The Right Side of Town sees humanity long after fleeing a dying Earth, fragmented into colonies where the rich get rich and oh, you know the rest of how that works. Pretending to be human for 483 years, Naomi has for now settled into a life as a cop and a mother in a corner of the solar system. Then murders start. Then the murders get personal. It's exciting, with options hinting at things going far worse than I let happen in my first attempt. It's touching and hopeful and sad too.

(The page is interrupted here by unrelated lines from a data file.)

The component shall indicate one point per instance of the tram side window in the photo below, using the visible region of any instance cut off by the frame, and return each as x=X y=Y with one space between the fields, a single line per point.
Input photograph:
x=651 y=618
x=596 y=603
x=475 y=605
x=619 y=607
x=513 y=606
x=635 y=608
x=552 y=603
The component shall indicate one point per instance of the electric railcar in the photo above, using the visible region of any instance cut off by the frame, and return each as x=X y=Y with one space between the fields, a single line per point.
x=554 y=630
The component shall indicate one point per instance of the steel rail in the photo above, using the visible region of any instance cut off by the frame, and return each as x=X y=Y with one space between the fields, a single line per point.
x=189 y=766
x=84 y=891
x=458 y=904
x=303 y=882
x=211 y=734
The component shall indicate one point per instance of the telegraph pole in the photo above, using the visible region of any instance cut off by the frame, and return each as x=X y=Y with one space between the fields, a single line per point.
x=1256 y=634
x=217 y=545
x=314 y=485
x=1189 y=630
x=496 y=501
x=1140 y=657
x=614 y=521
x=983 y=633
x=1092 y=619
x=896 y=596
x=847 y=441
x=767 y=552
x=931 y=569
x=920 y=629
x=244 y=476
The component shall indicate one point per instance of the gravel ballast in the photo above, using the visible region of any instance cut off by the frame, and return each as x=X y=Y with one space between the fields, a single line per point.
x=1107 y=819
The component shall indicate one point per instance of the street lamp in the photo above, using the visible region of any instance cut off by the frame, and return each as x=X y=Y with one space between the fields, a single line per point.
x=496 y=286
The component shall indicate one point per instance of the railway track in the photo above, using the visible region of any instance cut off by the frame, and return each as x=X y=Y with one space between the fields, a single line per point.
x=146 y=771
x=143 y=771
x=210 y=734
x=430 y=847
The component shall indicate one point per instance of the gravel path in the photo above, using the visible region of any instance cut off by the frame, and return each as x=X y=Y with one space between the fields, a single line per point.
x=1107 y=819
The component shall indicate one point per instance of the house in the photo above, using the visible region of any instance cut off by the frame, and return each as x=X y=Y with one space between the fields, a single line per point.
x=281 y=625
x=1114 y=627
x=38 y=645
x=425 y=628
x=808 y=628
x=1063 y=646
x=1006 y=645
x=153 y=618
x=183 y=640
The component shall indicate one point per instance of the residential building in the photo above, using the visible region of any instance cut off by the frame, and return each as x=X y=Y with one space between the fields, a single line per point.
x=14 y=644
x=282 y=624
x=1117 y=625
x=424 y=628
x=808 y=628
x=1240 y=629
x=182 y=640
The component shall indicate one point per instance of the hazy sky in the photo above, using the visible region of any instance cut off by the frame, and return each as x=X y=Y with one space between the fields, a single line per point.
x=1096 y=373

Murders are enough of a problem, not helped by fretting about being discovered. We're all people here, right? With our people emotions? And our people quirks? Right? We're all real people for real aren't we? None of us worry at all that someone will rip our skin and discover we're actually an alien wearing skin as a suit then we'll peel that off and sit down in the frozen woods and stare at our former face then be set ablaze and wander into the snow and collapse and curl away into the sky as sickening smoke? (Yeah, I guess I have been thinking about Under the Skin recently.)

I mean, obviously it's also about freedom and rights and complacency and compassion and power and whatnot, but it always seems so weird to state things like this explicitly. I guess I just did. Weird.

The Right Side of Town was written by Javy Gwaltney and Kitty Horrowshow with a cool cybersoundtrack by Erandi Huipe and a few illustrations by Matt Schanuel. It's $3.50 (£2.70-ish including taxes) from Itch.io. You Were Made for Loneliness is still free too, you know.